Got it. That's super helpful. And maybe one more, if I may. So on the exacerbation rate, it looked like the 48-week data were consistent with the 24-week data, if I saw that right, just kind of 0.2 annualized event rate reduction across the arms. Correct me if I'm wrong on that. So how have physicians kind of been reacting to that kind of effect size? And where does that figure into the prescribing decision? I think a lot of what we've heard today is more about kind of the dyspnea and the symptomatic improvements. I get that. So where does the exacerbation rate reduction come in for the prescribing decision? Or is this kind of more important in the payer conversation?
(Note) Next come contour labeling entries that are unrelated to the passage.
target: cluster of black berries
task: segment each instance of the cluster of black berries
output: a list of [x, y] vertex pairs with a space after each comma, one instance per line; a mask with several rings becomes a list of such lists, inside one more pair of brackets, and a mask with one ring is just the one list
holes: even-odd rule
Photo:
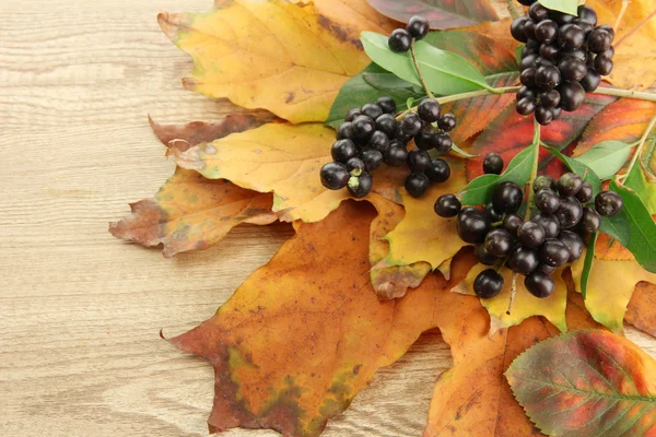
[[[487, 173], [501, 173], [499, 155], [490, 154], [485, 162]], [[584, 240], [599, 229], [600, 215], [612, 216], [622, 209], [622, 199], [614, 191], [600, 192], [593, 201], [593, 187], [575, 173], [564, 174], [558, 181], [539, 176], [532, 190], [539, 212], [526, 222], [517, 215], [524, 188], [515, 182], [500, 184], [482, 210], [461, 208], [454, 194], [442, 196], [435, 203], [437, 215], [457, 215], [458, 235], [476, 245], [479, 262], [496, 265], [476, 277], [473, 291], [481, 298], [501, 292], [504, 280], [499, 270], [503, 265], [525, 275], [524, 285], [534, 296], [550, 296], [555, 269], [581, 258]]]
[[[447, 133], [456, 127], [453, 114], [442, 114], [434, 98], [422, 101], [417, 113], [408, 113], [400, 121], [396, 104], [390, 97], [380, 97], [375, 104], [349, 110], [337, 130], [332, 144], [332, 160], [321, 168], [321, 182], [331, 190], [349, 189], [351, 196], [362, 198], [372, 190], [372, 172], [383, 163], [391, 167], [407, 164], [412, 172], [406, 179], [406, 190], [421, 197], [431, 182], [444, 182], [450, 176], [446, 161], [432, 158], [430, 150], [448, 153], [453, 141]], [[417, 149], [408, 152], [414, 139]]]
[[614, 32], [608, 25], [597, 26], [597, 13], [588, 5], [579, 5], [574, 16], [536, 0], [518, 1], [529, 9], [528, 16], [511, 25], [513, 37], [526, 43], [517, 113], [535, 113], [540, 125], [549, 125], [563, 110], [578, 109], [585, 93], [597, 90], [601, 76], [610, 74]]
[[420, 40], [426, 37], [431, 23], [423, 17], [415, 15], [410, 19], [406, 28], [397, 28], [389, 35], [388, 44], [391, 51], [402, 54], [410, 50], [412, 38]]

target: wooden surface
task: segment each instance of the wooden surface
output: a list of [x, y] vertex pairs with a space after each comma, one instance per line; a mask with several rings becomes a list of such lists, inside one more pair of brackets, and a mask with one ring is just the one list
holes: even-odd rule
[[[288, 225], [245, 226], [165, 260], [107, 223], [173, 172], [147, 114], [213, 121], [238, 110], [185, 92], [186, 55], [162, 10], [210, 0], [0, 2], [0, 435], [204, 436], [213, 375], [165, 341], [212, 316], [265, 263]], [[630, 331], [656, 355], [656, 342]], [[419, 436], [438, 334], [383, 369], [326, 436]], [[274, 436], [233, 430], [226, 436]]]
This is Chris again. From a prescriber situation, exacerbation is just another piece of the equation. Remember, the symptoms in dyspnea are stuff they deal with every day, but even in an exacerbation ENRICH trial, you're talking about a patient who have maybe 1 exacerbation a year. So you're preventing 1 or 2 events with exacerbation, so it's a balance of helping that patient feel better, while reducing that long-term risk of exacerbations. And I think the data for -- we believe the data from ensifentrine is very compelling in being able to give the physician the opportunity to do both with a novel mechanism of action. Your conversation around the payer is an important one because exacerbations lead to direct health care utilization costs. And as you saw in the data, there is a trend and a sign that ensifentrine has reduced health care utilization. As we think about plans outside of Medicare Part B, as in boy, remember ensifentrine is primarily reimbursed for Medicare Part B. But that exacerbation data further enhances the overall value that ensifentrine brings to a payer. It also helps us as we think about how we're going to price ensifentrine in the future, because exacerbations do have a value to the overall cost of the health care system that are important for us to consider.

This concludes our question-and-answer session. I would like to turn the call back over to David Zaccardelli for any closing remarks.

Great. Thank you, operator, and thank you, everybody, for your questions. It was great to review all the data with you today, and we look forward to keeping you updated on our progress, which we would expect next up is our NDA filing. So look forward to speaking with you on the future.

The conference has now concluded. Thank you for attending today's presentation. You may now disconnect.